Some research from the Mercatus Center suggests that the non-profit sector should not fear reform.
…one study by William C. Randolph casts doubt on the claim that the deduction increases giving in the long run. Randolph’s paper analyzes both major tax reforms in the 1980s and follows individuals for 10 years, finding that taxpayers alter the timing of their giving in response to changes in tax policy, but not necessarily the total amount of giving. …lower-income households also donate to charities in large numbers. …However, very few of them benefit in terms of their tax burden, because many lower-income households have no positive tax liability. …For the 80 percent of middle-income filers who do not currently claim the charitable deduction, any cut in marginal tax rates is a pure benefit. Most taxpayers would be better served by eliminating the charitable contributions deduction and using the additional revenue to lower tax rates.I would put this more bluntly. Only about 30 percent of taxpayers itemize, so 70 percent of taxpayers are completely unaffected by the charitable deduction. Yet many of these people still give to charity.
And they’ll presumably give higher donations if the economy grows faster.
This is one of the reasons the Wall Street Journal opined that tax reform will be beneficial.
…nonprofits…sell Americans short by assuming that most donate mainly because of the tax break, rather than because they believe in a cause or want to share their blessings with others. How little they respect their donors. …Americans don’t need a tax break to give to charities, which should be able to sell themselves on their merits. …The truth is that Americans will donate more if they have more money. And they will have more money if tax reform, including lower rates and simplification, helps the economy and produces broader prosperity. The 1980s were a boom time for charitable giving precisely because so much wealth was created. Like so many on the political left, the charity lobby doesn’t understand that before Americans can give away private wealth they first have to create it.A column in the Wall Street Journal also augments the key points about generosity and giving patterns.

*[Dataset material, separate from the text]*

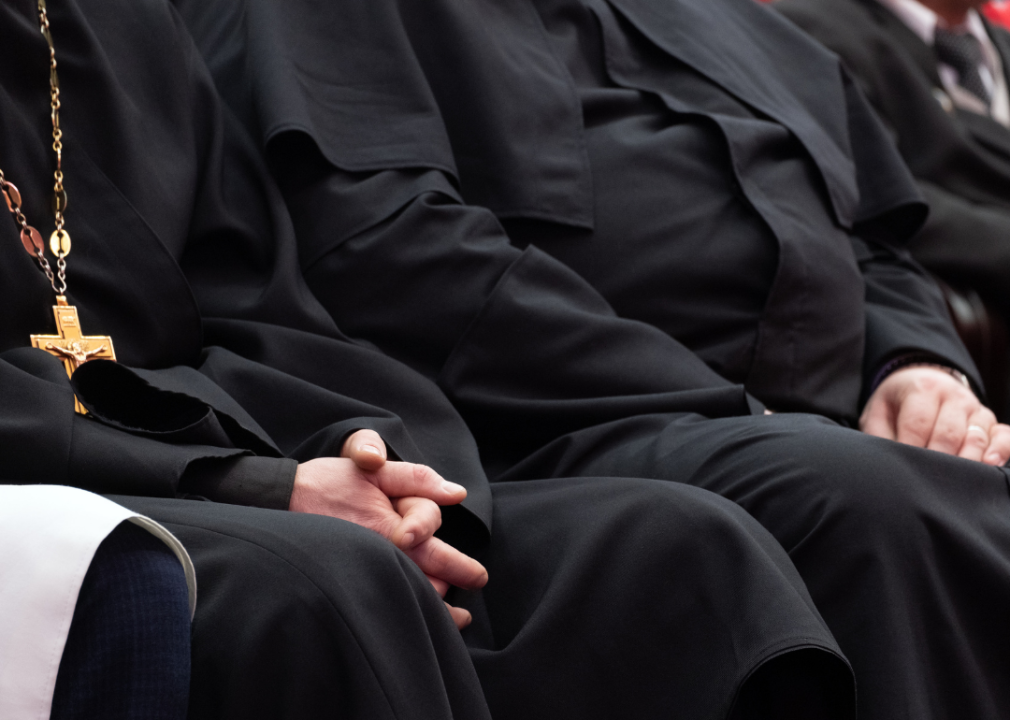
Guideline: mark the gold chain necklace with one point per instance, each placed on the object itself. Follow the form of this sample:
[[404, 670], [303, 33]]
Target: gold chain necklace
[[70, 345]]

…a drop in the amount of deductible gifts does not necessarily mean an equivalent drop in actual giving. …recessions aside, Americans have steadily increased their giving despite numerous tax law changes. Individual donations increased by 4% in 2015 and another 4% in 2016. If donations continue to increase at such rates, it won’t take long to make up for changes brought about by tax reform. …Americans have continued to give to charities no matter what benefits the tax code conveys on them for doing so.Last but not least, Hayden Ludwig, writing for the Washington Examiner, explains that charitable contributions increase as growth increases.
Amen. Make America more prosperous and two things will happen.
Fewer people will need charity and more people will be in a position to help them.
I’ll conclude by noting that the charitable deduction is the itemized deduction I would abolish last. Not because it is necessary, but because it doesn’t cause macroeconomic harm. The state and local tax deduction, by contrast, is odious and misguided because it subsidizes bad policy and the home mortgage interest deduction is harmful since it is part of a tax code that tilts the playing field and artificially lures capital from business investment to residential real estate.
Things to keep in mind for the next round of tax reform.